Peretti created BuzzFeed in 2006 while he was working at Huffington Post, as it was then called, which he co-founded. In 2020, BuzzFeed — shaky but still apparently ascendant —acquired HuffPost off the hands of its latest owner, Verizon. (As I recall, they basically paid BuzzFeed to take it off their hands.)
But as the social tide receded, HuffPost's giant, old-fashioned front-page, has remained surprisingly vital. In its first iteration as a liberal answer to the Drudge Report, it had hooked a generation of baby boomers in the mid-aughts with a mix of giddy coverage of Barack Obama and salacious celebrity gossip. Drudge and Huffington Post, the old portals that propped up the internet of the mid-aughts, will outlive the social media age, along with, of all things, Yahoo!.
A new report from the R Street Institute shows alcohol delivery is not correlated to higher rates of alcohol consumption. The report is based on recent data from the National Institute on Alcohol Abuse and Alcoholism (NIAAA) Surveillance Report, which R Street compared to state alcohol delivery rules.
"News stories during the pandemic suggested that liberalizing alcohol delivery laws was causing Americans to drink more," notes C. Jarrett Dieterle, a resident senior fellow at the R Street Institute and the author of Give Me Liberty and Give Me a Drink!
As one Washington Post headline from December 2021 put it: "States rushed to loosen alcohol laws in the pandemic. Heavy drinking went up, some studies say."
The problem is that these "studies" said no such thing. It was clear that more states were allowing alcohol delivery. And there was also evidence showing that Americans were drinking more during COVID-19. But there were no studies showing a connection between these two things. In fact, numerous researchers suggested that "social stressors" like loneliness and greater demands during the pandemic were the likeliest causes of increased consumption.
More good news out of TN today: the legislature unanimously passed a bill requiring TDOC to equip people leaving prison with a state ID, certified copy of their birth certificate & social security card. Thank you @RepAndrewFarmer & Sen. @ToddGardenhire! pic.twitter.com/7YpdVRKO3E
— Lauren Krisai (@laurenkrisai) April 21, 2023
• Starship, the uncrewed rocket launched by SpaceX yesterday, exploded midair.
• Stacey Plaskett, a Democratic delegate to Congress from the U.S. Virgin Islands, is accusing writer Matt Taibbi of perjury. "The congresswoman's basis for accusing Taibbi of perjury is a handful of errors that he made during the publication of the Twitter Files," notes Reason's Robby Soave. But while "it is true that Taibbi made some errors…it is obviously not the case that Taibbi committed perjury."

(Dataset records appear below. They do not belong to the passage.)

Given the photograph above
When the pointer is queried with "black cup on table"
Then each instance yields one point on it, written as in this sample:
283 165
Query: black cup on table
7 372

• PEN America's latest banned books report is out. "During the first half of the 2022-23 school year PEN America's Index of School Book Bans lists 1,477 instances of individual books banned, affecting 874 unique titles," the organization says.
• From The Free Press: "Having a baby made me even more pro-choice."
• A bill in Alabama (H.B. 229) "would create a review process for the possible resentencing or release" of incarcerated people age 50 and up who have already served at least 15 years in prison and were not in for "a crime that involved serious physical injury to a victim," notes the Alabama Political Reporter.
• "The populist right stumbles into boilerplate progressivism — again," laments Noah Rothman at National Review.
• Utah is making it easier for out-of-state and foreign workers to get licensed to work in the state.
• "Kansas' governor vetoed legislation Wednesday that would require clinics to tell patients that a medication abortion can be stopped using an unproven drug regimen," reports the Associated Press.